Traditional day of protest loses red color

  • 2002-05-09
  • Sergei Stepanov

With its depressed economy and majority Russian population living right next door to their giant ethnic homeland, Narva has the potential to be the most unsettled town in Estonia. But this year's commemorations of May 1, which used to be a major Soviet event celebrating the workers of the world, seemed to suggest that the revolutionaries have lost the fire in their bellies.

In fact, you would have had to look very hard to find any fervor at all. Compared with previous demonstrations in Narva on what is now officially called Spring Holiday, everybody seemed to take a day off from activism.

Even well known rabble-rousers had a hard time getting a following.

Take Esya Shur, for example. A controversial pensioners' and human rights activist from the northeastern town of Sillamae, he organized a demonstration at the Russian Consulate in Narva demanding financial and political support for Russian citizens living in Estonia.

Just seven die-hards turned out for this event.

Even protests that were slightly better attended seemed to indicate that there is no solidarity among those dissatisfied with the status quo. About 300 people turned out for a rally in Narva's main square, and then went home.

Just 12 people took up an invitation from the Union of Russian Citizens of Narva for a further march through the streets. Banging pots and pans to indicate hardship, an idea copied from protests that rocked Argentina earlier this year, the dozen looked more ridiculous than angry.

Yuri Mishin, head of the union, had a hard time making his speech defending Russians' rights heard above the din from a nearby amusement park.

A major reason for the low turnouts was that trade unions boycotted the Russian-led events this year.
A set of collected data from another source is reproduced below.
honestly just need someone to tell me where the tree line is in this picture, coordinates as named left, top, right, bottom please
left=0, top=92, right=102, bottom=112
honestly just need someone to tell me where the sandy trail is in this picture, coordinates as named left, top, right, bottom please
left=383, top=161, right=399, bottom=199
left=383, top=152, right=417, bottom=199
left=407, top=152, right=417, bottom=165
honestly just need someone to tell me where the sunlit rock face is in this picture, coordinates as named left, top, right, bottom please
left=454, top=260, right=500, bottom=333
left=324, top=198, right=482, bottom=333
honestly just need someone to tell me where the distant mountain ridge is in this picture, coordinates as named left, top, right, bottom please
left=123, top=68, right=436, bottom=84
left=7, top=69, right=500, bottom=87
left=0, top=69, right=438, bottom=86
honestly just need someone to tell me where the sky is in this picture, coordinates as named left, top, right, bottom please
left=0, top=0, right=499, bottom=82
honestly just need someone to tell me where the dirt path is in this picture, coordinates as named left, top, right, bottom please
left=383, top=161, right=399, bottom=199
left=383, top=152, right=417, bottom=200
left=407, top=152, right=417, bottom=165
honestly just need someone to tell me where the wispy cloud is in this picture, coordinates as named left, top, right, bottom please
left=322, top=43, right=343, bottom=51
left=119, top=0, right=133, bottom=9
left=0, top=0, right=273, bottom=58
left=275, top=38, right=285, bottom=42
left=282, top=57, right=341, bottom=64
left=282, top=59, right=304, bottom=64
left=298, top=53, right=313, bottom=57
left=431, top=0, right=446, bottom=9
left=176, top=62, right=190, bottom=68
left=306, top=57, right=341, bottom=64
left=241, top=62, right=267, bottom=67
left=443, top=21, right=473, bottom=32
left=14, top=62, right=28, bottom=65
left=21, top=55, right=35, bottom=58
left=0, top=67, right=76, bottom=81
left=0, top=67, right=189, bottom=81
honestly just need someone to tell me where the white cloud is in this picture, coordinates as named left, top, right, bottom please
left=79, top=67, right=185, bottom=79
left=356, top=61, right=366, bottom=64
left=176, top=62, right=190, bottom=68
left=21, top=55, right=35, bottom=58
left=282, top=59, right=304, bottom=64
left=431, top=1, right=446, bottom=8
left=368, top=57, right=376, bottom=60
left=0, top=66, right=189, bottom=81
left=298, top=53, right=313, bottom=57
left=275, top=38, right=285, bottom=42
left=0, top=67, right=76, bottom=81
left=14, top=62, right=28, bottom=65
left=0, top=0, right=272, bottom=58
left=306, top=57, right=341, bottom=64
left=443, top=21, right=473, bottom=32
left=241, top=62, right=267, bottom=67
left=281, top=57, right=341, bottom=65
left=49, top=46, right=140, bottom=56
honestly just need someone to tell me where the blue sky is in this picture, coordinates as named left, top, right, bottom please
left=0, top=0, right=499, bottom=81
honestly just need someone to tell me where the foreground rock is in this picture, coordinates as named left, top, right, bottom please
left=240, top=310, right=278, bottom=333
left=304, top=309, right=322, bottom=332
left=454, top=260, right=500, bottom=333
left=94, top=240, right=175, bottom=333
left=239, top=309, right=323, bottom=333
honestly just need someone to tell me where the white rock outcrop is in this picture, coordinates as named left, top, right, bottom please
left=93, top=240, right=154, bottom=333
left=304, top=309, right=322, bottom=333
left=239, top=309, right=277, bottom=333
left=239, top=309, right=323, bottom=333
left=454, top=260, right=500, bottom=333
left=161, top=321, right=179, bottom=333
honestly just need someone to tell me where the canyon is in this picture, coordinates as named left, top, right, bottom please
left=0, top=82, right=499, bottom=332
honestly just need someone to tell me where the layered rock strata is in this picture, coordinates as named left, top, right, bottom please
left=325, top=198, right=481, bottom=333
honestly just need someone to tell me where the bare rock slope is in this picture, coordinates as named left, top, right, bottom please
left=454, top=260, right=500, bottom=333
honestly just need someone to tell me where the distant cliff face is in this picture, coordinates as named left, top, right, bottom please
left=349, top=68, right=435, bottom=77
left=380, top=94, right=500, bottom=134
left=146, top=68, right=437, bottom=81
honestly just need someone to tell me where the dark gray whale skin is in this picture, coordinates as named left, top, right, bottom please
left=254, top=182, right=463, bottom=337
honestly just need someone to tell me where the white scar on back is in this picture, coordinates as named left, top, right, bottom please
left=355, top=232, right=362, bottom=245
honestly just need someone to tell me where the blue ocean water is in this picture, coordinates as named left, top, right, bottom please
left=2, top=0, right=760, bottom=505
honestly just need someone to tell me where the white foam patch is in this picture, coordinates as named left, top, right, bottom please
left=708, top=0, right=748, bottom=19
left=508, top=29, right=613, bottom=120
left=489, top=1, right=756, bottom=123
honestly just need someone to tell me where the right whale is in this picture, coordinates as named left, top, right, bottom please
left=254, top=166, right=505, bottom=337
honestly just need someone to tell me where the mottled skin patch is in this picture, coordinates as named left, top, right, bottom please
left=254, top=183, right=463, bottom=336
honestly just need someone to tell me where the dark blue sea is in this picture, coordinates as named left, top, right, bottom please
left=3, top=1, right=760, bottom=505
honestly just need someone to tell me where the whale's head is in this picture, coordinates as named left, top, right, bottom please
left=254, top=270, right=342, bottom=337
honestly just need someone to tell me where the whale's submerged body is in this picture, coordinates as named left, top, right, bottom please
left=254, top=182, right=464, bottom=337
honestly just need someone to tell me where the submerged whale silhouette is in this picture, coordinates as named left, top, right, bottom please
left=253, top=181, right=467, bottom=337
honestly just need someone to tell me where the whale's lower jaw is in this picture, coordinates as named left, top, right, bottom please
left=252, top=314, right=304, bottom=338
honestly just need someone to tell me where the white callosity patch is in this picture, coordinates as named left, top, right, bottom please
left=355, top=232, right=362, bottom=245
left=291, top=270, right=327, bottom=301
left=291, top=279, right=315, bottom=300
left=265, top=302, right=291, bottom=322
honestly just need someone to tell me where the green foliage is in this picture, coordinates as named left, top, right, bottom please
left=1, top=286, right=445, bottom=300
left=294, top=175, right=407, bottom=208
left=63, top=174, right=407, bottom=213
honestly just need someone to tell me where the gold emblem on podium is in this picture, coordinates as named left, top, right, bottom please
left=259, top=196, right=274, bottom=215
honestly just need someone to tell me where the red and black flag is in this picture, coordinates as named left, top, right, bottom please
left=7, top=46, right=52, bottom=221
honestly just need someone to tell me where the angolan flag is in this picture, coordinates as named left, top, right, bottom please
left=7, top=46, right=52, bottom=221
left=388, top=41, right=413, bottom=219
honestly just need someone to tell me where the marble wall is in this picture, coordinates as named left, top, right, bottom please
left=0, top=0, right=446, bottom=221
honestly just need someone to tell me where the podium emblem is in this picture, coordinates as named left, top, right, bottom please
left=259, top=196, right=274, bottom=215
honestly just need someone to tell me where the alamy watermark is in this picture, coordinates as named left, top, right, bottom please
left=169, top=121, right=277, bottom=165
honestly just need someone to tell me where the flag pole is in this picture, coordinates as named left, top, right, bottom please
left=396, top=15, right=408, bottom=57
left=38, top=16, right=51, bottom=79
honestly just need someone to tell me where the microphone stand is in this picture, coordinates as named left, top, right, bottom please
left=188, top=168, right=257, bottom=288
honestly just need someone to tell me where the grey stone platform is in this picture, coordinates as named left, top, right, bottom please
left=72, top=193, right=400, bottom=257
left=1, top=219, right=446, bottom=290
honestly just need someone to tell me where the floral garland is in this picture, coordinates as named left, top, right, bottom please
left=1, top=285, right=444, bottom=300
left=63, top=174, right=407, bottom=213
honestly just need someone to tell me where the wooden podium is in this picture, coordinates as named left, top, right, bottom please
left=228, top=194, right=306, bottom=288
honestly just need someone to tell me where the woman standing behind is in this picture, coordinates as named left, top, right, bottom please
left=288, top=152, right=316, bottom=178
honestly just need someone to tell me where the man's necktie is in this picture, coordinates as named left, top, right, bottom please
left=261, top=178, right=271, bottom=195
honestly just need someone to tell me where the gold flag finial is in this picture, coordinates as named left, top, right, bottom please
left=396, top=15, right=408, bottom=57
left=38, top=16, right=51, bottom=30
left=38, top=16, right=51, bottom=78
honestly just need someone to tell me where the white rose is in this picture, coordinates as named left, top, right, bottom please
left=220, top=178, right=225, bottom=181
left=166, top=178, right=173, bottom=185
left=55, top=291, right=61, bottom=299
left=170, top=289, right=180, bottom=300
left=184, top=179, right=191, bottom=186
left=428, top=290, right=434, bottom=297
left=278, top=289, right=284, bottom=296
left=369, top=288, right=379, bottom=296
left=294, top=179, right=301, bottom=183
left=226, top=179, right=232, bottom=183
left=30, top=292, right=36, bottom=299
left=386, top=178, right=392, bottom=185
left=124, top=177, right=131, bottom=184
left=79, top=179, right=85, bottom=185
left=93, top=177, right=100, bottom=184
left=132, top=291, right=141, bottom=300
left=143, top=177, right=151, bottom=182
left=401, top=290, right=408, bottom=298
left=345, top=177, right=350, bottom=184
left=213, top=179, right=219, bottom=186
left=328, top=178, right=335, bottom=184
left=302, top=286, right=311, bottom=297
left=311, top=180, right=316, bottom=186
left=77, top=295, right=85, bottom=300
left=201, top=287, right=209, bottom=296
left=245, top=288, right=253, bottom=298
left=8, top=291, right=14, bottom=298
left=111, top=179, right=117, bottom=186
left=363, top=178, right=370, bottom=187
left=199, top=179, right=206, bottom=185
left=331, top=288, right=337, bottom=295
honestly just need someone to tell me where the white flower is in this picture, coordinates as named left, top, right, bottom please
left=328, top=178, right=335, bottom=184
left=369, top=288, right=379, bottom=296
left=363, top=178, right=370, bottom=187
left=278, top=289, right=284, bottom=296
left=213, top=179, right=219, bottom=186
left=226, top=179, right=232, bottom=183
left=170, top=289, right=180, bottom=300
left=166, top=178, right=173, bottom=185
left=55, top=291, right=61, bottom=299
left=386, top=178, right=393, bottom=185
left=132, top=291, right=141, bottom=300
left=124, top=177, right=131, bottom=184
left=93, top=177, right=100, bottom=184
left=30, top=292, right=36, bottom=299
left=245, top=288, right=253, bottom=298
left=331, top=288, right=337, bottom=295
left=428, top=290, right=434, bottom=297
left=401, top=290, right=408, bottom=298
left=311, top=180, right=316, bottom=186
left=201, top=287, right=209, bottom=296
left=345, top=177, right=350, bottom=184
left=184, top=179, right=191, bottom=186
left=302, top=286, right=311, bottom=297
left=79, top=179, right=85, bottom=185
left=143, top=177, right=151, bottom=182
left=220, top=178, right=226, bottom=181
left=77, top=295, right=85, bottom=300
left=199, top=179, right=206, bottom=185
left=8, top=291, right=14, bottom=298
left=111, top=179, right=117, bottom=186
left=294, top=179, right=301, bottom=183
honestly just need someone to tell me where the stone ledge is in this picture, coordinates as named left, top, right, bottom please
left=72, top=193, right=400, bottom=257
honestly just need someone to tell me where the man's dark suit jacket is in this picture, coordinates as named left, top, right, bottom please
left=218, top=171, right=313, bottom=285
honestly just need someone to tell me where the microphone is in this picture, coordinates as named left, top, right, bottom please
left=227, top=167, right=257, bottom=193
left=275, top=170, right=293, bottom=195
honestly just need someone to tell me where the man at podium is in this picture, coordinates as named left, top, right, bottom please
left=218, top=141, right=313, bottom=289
Instead, some of their members attended a concert jointly organized with the Moderates, a mainstream political party.

In Tallinn, the only significant meeting took place in Hirve Park in the Old Town, site of mass pro-independence demonstrations in the late 1980s. About 500 people turned up, including some bigwigs such as Social Affairs Minister Siiri Oviir and Kadi Parnits, head of the Estonian Trade Unions Association.

According to Katrin Reimann, spokeswoman for the association, people in Estonia needed this holiday.

"Every person has something personal about that day, and we think the workers need an occasion so everybody can gather and have a good time," said Reimann.

It seems that having fun no longer includes raising the red flag.